Growers in Rwanda’s northern and western provinces are still facing shortages of Irish Potato seeds. The Northern volcanic region accounts for more than 80% of national potato production and 60% of the production is used directly for home consumption in this region. This means if the crop production is affected, it could cause shortages, food insecurity and price hikes.
A farmer from the Busasamana sector -Rubavu district- told The New Times that they faced shortage of seeds due to many factors: “In the previous season we faced a disease called “Sembeshyi” that devastated Irish potato crops and therefore it was not possible to practice ‘positive seed potato selection’ from the affected potatoes.
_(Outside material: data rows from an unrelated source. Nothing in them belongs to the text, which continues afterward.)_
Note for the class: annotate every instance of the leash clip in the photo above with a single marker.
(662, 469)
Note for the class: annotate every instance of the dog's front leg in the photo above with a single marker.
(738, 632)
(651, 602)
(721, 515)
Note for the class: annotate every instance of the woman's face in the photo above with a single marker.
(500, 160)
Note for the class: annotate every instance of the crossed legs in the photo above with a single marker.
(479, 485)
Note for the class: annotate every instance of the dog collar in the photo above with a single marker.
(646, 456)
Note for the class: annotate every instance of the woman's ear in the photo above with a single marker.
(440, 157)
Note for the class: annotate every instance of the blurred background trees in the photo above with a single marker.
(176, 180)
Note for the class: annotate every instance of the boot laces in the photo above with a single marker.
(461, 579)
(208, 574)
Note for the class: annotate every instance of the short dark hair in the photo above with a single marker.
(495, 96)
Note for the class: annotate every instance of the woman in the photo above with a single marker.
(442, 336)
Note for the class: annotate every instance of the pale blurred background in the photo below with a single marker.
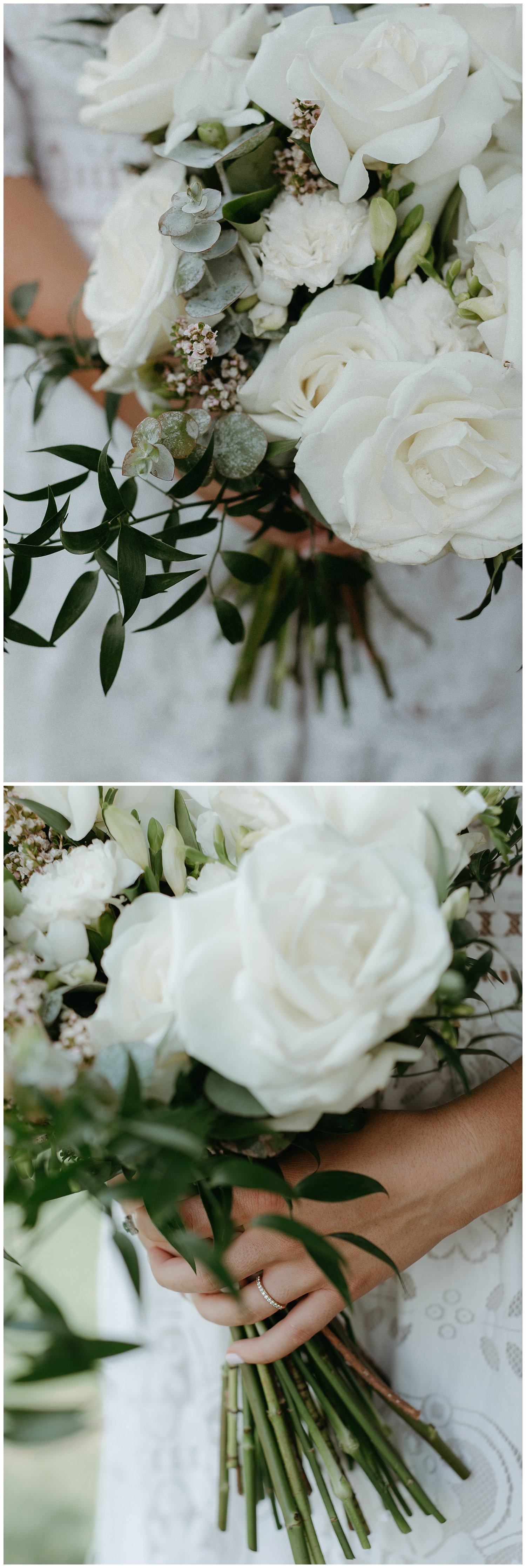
(51, 1487)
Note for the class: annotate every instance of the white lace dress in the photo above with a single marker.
(454, 714)
(451, 1345)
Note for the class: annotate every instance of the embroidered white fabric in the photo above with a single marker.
(454, 711)
(451, 1345)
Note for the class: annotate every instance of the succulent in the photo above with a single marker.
(190, 223)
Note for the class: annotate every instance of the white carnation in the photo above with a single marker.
(492, 241)
(315, 241)
(79, 886)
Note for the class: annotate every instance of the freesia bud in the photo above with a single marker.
(174, 869)
(407, 258)
(383, 225)
(127, 833)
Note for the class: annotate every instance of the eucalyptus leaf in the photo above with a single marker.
(240, 446)
(188, 274)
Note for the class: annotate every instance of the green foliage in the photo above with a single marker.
(112, 650)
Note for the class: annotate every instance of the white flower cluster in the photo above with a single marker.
(195, 344)
(416, 449)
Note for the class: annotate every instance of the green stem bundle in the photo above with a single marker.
(317, 1409)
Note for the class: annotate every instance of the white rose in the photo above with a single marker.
(407, 462)
(495, 40)
(139, 1003)
(393, 87)
(494, 242)
(292, 978)
(130, 297)
(181, 66)
(390, 815)
(315, 239)
(343, 324)
(80, 885)
(79, 803)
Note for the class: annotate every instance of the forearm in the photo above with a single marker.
(40, 248)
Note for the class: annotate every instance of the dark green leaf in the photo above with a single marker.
(337, 1188)
(107, 485)
(57, 490)
(83, 998)
(318, 1249)
(130, 1258)
(367, 1247)
(41, 1299)
(162, 581)
(229, 620)
(187, 599)
(247, 568)
(132, 570)
(190, 482)
(41, 1426)
(112, 407)
(87, 457)
(54, 819)
(46, 388)
(132, 1097)
(21, 300)
(76, 603)
(232, 1098)
(21, 573)
(49, 526)
(285, 606)
(251, 1175)
(87, 540)
(127, 493)
(22, 634)
(112, 648)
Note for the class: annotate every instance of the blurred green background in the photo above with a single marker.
(51, 1487)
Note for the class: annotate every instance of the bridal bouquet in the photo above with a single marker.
(312, 284)
(195, 985)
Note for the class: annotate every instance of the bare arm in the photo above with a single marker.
(40, 248)
(440, 1169)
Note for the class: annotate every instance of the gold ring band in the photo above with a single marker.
(270, 1299)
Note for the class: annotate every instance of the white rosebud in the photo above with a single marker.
(383, 225)
(456, 907)
(267, 317)
(127, 833)
(174, 869)
(407, 258)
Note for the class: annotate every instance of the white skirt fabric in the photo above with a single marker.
(454, 714)
(451, 1345)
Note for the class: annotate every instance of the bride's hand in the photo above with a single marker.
(440, 1169)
This immediately caused shortage of seeds.”
Positive seed potato selection
‘Positive seed potato selection’ is a simple practice to manage seed potato quality by selecting healthy-looking, vigorous mother plants to obtain seed tubers for the following season’s crop. It is one of the solutions to solve the issue of seeds shortage but farmers say that this was not possible due to the disease that affected the mother plants. The farmer added that the number of seeds multipliers and multipliers who are not professional worsened the shortage of seeds.
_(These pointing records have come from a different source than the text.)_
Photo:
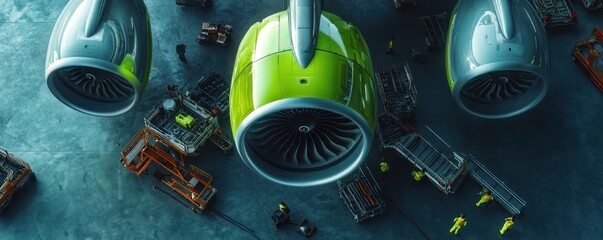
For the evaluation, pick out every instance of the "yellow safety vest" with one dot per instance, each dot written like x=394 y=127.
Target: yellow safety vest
x=487 y=197
x=417 y=175
x=459 y=221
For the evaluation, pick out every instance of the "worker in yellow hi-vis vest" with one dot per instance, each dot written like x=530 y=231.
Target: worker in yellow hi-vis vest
x=458 y=223
x=383 y=166
x=508 y=224
x=417 y=175
x=484 y=199
x=390 y=46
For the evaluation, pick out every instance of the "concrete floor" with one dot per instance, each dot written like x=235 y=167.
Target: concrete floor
x=551 y=156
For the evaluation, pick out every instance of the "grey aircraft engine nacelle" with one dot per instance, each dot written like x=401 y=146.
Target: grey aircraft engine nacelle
x=497 y=59
x=99 y=55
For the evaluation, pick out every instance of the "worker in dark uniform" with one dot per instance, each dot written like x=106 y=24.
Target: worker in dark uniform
x=180 y=50
x=305 y=229
x=390 y=47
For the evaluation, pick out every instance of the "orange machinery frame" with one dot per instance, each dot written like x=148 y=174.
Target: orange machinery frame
x=193 y=185
x=12 y=183
x=595 y=74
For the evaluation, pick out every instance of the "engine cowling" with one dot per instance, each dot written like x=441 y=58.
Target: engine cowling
x=497 y=59
x=99 y=55
x=303 y=118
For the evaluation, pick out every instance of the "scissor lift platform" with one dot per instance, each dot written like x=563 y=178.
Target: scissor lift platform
x=593 y=4
x=556 y=12
x=362 y=195
x=446 y=171
x=398 y=92
x=187 y=139
x=212 y=92
x=501 y=193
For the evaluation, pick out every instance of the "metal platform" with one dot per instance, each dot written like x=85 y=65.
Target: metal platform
x=398 y=92
x=212 y=92
x=445 y=170
x=362 y=195
x=503 y=194
x=162 y=121
x=593 y=4
x=435 y=28
x=556 y=12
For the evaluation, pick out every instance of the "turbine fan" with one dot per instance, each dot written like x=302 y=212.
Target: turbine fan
x=97 y=84
x=303 y=138
x=496 y=87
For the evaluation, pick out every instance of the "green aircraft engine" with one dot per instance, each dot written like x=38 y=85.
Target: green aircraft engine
x=302 y=100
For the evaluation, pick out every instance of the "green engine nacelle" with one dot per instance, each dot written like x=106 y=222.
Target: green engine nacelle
x=303 y=126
Threatening potato production
Statistics from Rwanda Agricultural and Animal Resources Development Board (RAB) indicate that so far, potato farmers harvest an average of 16 tonnes per hectare yet they should be harvesting above 30 tonnes and the problem is largely attributed to the use of ineffective seeds among other factors.
Rwanda produces 916,000 tonnes of Irish potatoes every year, making it the third most popular food crop produced in the country. Potatoes cover 3.9 per cent of the total cultivated area. The average productivity of potatoes is ten tonnes per hectare; low as compared to yield potential.